# 31 married female seeking female fishing buddies



## kramsey (Jul 11, 2013)

Hello! This is probably a shot in the dark but I love to fish and I'm looking for like minded females to fish with! I mostly fish out of Port O'Connor but I am willing to try someplace new. I have access to a boat that I have been driving for years, I know the bays pretty well as I am from PO'C and have grown up on the back bays all of my life. I do like to shark fish with my husband but I have a deep love for trout and reds. My husband likes to fish North Padre Island, but I have yet to do so with him. I look forward to doing so in the near future. I will split fishing/fuel costs and lodging if necessary. If you are married and would like to do couple trips, that would be great too! I am up for overnight camping trips and have all of the gear. To be clear, I am a faithful wife and will not tolerate any less behavior from my friends. PM me if interested.

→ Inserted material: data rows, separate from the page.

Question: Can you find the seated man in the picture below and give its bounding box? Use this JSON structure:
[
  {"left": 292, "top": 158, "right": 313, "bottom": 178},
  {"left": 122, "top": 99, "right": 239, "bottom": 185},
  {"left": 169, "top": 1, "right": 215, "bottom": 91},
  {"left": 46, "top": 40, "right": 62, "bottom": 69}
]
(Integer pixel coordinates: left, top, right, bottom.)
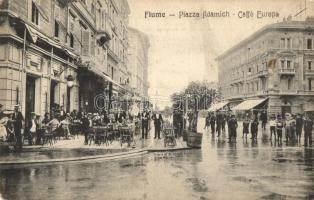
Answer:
[{"left": 47, "top": 115, "right": 60, "bottom": 133}]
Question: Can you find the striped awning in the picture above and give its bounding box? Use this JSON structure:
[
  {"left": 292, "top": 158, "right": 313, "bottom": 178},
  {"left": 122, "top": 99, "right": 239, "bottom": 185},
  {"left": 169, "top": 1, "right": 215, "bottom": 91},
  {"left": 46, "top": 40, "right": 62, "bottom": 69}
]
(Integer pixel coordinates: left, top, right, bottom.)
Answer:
[
  {"left": 232, "top": 99, "right": 267, "bottom": 111},
  {"left": 208, "top": 101, "right": 229, "bottom": 112}
]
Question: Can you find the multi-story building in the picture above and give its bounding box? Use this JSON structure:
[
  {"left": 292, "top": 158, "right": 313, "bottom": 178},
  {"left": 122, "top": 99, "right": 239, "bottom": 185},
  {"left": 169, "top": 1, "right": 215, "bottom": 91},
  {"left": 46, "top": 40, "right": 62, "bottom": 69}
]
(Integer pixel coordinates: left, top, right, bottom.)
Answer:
[
  {"left": 217, "top": 18, "right": 314, "bottom": 114},
  {"left": 128, "top": 27, "right": 150, "bottom": 98},
  {"left": 0, "top": 0, "right": 130, "bottom": 120}
]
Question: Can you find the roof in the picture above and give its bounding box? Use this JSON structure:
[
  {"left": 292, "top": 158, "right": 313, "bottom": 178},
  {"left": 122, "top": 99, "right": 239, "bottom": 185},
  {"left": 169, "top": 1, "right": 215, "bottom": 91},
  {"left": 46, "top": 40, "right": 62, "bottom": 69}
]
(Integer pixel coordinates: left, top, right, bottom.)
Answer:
[{"left": 216, "top": 17, "right": 314, "bottom": 60}]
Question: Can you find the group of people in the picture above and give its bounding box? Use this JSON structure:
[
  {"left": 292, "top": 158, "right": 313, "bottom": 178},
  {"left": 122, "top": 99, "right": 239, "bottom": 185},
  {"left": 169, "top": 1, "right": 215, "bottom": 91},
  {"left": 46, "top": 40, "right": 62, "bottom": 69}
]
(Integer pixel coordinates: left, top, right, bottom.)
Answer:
[
  {"left": 0, "top": 104, "right": 168, "bottom": 147},
  {"left": 204, "top": 111, "right": 314, "bottom": 146}
]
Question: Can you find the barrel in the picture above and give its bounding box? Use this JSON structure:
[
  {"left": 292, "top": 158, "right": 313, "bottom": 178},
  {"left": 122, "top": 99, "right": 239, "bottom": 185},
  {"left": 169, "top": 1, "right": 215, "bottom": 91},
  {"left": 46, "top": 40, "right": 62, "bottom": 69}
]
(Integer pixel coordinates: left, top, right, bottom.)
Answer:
[{"left": 187, "top": 131, "right": 203, "bottom": 148}]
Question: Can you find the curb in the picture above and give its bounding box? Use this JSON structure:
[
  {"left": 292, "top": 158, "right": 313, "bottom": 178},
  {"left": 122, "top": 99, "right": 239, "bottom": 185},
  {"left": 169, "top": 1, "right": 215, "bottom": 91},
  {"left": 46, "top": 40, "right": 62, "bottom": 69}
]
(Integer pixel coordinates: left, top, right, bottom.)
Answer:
[
  {"left": 0, "top": 147, "right": 193, "bottom": 166},
  {"left": 147, "top": 147, "right": 193, "bottom": 153},
  {"left": 0, "top": 149, "right": 148, "bottom": 166}
]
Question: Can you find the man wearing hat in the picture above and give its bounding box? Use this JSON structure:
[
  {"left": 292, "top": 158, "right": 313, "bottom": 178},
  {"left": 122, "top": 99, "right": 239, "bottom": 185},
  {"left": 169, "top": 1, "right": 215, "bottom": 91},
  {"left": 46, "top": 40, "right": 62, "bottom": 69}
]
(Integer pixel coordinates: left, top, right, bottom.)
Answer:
[{"left": 12, "top": 105, "right": 24, "bottom": 148}]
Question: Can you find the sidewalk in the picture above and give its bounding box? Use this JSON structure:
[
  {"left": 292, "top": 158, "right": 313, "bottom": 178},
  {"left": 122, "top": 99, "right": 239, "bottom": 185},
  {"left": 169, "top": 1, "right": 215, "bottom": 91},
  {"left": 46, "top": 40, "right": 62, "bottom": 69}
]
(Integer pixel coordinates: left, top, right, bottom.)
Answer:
[{"left": 0, "top": 128, "right": 190, "bottom": 165}]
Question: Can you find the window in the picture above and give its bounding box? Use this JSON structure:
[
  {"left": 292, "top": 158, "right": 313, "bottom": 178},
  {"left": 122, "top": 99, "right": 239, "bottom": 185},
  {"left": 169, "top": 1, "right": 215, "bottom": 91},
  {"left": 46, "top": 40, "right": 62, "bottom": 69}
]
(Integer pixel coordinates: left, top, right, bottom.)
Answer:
[
  {"left": 32, "top": 2, "right": 39, "bottom": 25},
  {"left": 287, "top": 38, "right": 291, "bottom": 49},
  {"left": 280, "top": 38, "right": 285, "bottom": 49},
  {"left": 55, "top": 20, "right": 59, "bottom": 37},
  {"left": 91, "top": 3, "right": 95, "bottom": 15},
  {"left": 288, "top": 78, "right": 292, "bottom": 90},
  {"left": 70, "top": 33, "right": 74, "bottom": 48},
  {"left": 287, "top": 60, "right": 291, "bottom": 69},
  {"left": 306, "top": 39, "right": 313, "bottom": 49},
  {"left": 281, "top": 60, "right": 285, "bottom": 69}
]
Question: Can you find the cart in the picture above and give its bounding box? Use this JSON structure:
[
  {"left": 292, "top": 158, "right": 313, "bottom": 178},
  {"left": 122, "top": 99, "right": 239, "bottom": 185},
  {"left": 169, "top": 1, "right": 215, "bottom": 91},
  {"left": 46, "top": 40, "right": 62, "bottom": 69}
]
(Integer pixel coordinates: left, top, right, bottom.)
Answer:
[
  {"left": 119, "top": 126, "right": 134, "bottom": 147},
  {"left": 163, "top": 128, "right": 176, "bottom": 147}
]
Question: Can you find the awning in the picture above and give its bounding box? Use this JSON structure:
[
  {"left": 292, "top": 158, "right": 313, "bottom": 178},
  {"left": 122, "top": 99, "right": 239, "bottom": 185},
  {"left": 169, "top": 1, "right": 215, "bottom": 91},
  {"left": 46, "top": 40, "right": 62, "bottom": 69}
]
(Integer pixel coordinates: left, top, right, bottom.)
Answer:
[
  {"left": 232, "top": 99, "right": 267, "bottom": 111},
  {"left": 208, "top": 101, "right": 229, "bottom": 112},
  {"left": 25, "top": 24, "right": 62, "bottom": 49},
  {"left": 33, "top": 1, "right": 49, "bottom": 22}
]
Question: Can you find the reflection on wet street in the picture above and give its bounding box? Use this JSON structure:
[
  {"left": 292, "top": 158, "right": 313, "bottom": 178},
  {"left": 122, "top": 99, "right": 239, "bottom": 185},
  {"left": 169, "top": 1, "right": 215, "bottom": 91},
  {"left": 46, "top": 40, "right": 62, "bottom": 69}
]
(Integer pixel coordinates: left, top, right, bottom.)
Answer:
[{"left": 0, "top": 130, "right": 314, "bottom": 200}]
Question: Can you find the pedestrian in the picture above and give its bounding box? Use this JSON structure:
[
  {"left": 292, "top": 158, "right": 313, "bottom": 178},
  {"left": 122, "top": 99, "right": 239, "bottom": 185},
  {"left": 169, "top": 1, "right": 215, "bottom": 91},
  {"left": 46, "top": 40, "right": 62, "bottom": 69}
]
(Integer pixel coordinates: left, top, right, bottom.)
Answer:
[
  {"left": 141, "top": 108, "right": 149, "bottom": 139},
  {"left": 12, "top": 105, "right": 24, "bottom": 150},
  {"left": 242, "top": 114, "right": 250, "bottom": 139},
  {"left": 216, "top": 111, "right": 222, "bottom": 138},
  {"left": 27, "top": 112, "right": 37, "bottom": 146},
  {"left": 153, "top": 112, "right": 163, "bottom": 139},
  {"left": 304, "top": 116, "right": 313, "bottom": 147},
  {"left": 276, "top": 115, "right": 284, "bottom": 145},
  {"left": 260, "top": 110, "right": 267, "bottom": 130},
  {"left": 295, "top": 113, "right": 304, "bottom": 144},
  {"left": 228, "top": 115, "right": 238, "bottom": 143},
  {"left": 204, "top": 112, "right": 210, "bottom": 130},
  {"left": 210, "top": 114, "right": 216, "bottom": 134},
  {"left": 35, "top": 114, "right": 44, "bottom": 145},
  {"left": 290, "top": 115, "right": 296, "bottom": 144},
  {"left": 221, "top": 113, "right": 227, "bottom": 133},
  {"left": 269, "top": 116, "right": 276, "bottom": 141},
  {"left": 284, "top": 113, "right": 292, "bottom": 144},
  {"left": 82, "top": 114, "right": 90, "bottom": 145},
  {"left": 251, "top": 114, "right": 258, "bottom": 142}
]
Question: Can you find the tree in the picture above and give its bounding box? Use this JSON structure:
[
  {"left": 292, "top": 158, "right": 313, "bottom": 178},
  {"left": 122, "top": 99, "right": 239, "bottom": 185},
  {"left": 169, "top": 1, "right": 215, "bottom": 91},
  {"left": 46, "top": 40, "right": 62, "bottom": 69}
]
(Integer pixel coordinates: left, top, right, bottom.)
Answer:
[{"left": 171, "top": 81, "right": 217, "bottom": 110}]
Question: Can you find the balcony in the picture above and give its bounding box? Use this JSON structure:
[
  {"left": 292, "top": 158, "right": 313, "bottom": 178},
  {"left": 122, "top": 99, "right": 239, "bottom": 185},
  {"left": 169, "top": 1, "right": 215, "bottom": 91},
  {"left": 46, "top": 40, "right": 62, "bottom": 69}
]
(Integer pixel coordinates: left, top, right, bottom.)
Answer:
[
  {"left": 280, "top": 89, "right": 298, "bottom": 95},
  {"left": 305, "top": 69, "right": 314, "bottom": 76},
  {"left": 279, "top": 68, "right": 295, "bottom": 76},
  {"left": 257, "top": 69, "right": 268, "bottom": 78}
]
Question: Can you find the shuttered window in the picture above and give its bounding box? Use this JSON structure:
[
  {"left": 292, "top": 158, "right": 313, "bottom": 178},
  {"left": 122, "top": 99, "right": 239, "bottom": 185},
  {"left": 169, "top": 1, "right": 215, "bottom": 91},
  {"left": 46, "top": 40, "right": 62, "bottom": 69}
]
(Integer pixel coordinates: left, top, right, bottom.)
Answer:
[{"left": 82, "top": 30, "right": 90, "bottom": 56}]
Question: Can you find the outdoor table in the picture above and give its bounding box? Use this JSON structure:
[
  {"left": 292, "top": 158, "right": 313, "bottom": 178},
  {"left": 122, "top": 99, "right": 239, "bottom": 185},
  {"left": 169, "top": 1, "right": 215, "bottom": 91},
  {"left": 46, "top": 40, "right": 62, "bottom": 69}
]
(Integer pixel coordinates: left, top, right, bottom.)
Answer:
[{"left": 92, "top": 126, "right": 109, "bottom": 145}]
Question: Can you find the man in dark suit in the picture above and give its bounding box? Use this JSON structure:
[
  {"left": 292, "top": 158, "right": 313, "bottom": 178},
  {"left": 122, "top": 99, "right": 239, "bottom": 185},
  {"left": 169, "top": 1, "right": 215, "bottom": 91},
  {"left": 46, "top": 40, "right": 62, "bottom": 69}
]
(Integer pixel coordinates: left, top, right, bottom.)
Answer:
[
  {"left": 141, "top": 109, "right": 149, "bottom": 139},
  {"left": 153, "top": 112, "right": 163, "bottom": 139},
  {"left": 115, "top": 110, "right": 125, "bottom": 124},
  {"left": 12, "top": 105, "right": 24, "bottom": 149}
]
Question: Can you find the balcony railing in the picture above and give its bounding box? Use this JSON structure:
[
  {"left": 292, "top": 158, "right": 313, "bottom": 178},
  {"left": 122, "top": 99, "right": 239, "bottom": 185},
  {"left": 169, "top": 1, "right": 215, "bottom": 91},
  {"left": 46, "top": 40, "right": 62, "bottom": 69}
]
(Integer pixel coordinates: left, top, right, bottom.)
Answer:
[
  {"left": 305, "top": 69, "right": 314, "bottom": 75},
  {"left": 257, "top": 69, "right": 268, "bottom": 78},
  {"left": 279, "top": 68, "right": 295, "bottom": 75},
  {"left": 280, "top": 89, "right": 298, "bottom": 95}
]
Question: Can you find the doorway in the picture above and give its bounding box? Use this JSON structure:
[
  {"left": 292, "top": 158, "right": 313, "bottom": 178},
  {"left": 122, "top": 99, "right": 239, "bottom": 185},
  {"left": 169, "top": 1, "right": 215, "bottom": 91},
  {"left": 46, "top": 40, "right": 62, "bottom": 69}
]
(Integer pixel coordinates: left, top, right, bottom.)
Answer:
[
  {"left": 25, "top": 75, "right": 36, "bottom": 121},
  {"left": 66, "top": 87, "right": 71, "bottom": 113},
  {"left": 50, "top": 80, "right": 58, "bottom": 113}
]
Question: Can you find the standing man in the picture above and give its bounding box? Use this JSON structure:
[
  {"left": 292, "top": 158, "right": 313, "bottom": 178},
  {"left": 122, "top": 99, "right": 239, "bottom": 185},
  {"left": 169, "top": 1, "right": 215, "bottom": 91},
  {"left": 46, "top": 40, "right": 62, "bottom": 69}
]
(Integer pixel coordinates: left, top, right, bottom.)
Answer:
[
  {"left": 228, "top": 115, "right": 238, "bottom": 143},
  {"left": 260, "top": 111, "right": 267, "bottom": 130},
  {"left": 295, "top": 113, "right": 303, "bottom": 144},
  {"left": 141, "top": 108, "right": 149, "bottom": 139},
  {"left": 210, "top": 114, "right": 216, "bottom": 135},
  {"left": 216, "top": 111, "right": 222, "bottom": 138},
  {"left": 153, "top": 112, "right": 163, "bottom": 139},
  {"left": 12, "top": 105, "right": 24, "bottom": 150},
  {"left": 304, "top": 116, "right": 313, "bottom": 147},
  {"left": 204, "top": 112, "right": 210, "bottom": 130},
  {"left": 82, "top": 114, "right": 90, "bottom": 145},
  {"left": 251, "top": 114, "right": 258, "bottom": 142}
]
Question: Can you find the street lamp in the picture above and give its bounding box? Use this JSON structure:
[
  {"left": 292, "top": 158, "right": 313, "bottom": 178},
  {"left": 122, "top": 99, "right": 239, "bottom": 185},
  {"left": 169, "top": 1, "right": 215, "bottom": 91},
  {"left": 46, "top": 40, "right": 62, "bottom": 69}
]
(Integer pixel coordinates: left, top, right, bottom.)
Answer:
[{"left": 67, "top": 75, "right": 74, "bottom": 88}]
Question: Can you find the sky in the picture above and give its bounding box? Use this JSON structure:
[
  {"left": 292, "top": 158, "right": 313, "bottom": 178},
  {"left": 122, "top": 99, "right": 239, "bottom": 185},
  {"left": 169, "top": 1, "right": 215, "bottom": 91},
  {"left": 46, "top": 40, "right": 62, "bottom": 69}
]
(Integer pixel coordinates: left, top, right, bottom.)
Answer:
[{"left": 128, "top": 0, "right": 314, "bottom": 108}]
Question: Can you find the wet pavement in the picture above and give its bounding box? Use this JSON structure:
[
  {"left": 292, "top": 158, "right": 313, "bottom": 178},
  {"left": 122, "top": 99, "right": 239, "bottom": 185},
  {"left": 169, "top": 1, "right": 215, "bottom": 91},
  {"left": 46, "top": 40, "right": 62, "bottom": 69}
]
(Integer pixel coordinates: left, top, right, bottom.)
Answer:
[{"left": 0, "top": 119, "right": 314, "bottom": 200}]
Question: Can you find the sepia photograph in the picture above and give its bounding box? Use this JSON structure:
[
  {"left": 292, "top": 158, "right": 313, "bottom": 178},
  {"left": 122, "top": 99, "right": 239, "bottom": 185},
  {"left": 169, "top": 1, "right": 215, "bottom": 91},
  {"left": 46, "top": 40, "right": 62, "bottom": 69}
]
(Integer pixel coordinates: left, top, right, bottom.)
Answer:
[{"left": 0, "top": 0, "right": 314, "bottom": 200}]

P.S. Will fish out of Kemah too! I have a place to stay there and in PO'C.


----------



## MrsCaptDocHoliday (Jan 18, 2013)

Hi there! I fish with my husband alot out of Matagorda! We're both 29 ( 30 in August and October) and we fish most weekends in the summer. We have a boat and would enjoy couples trips and fishing different spots. PM if you like! He's CaptDocHoliday on here.


----------



## Drapsag (May 7, 2013)

well titled.


----------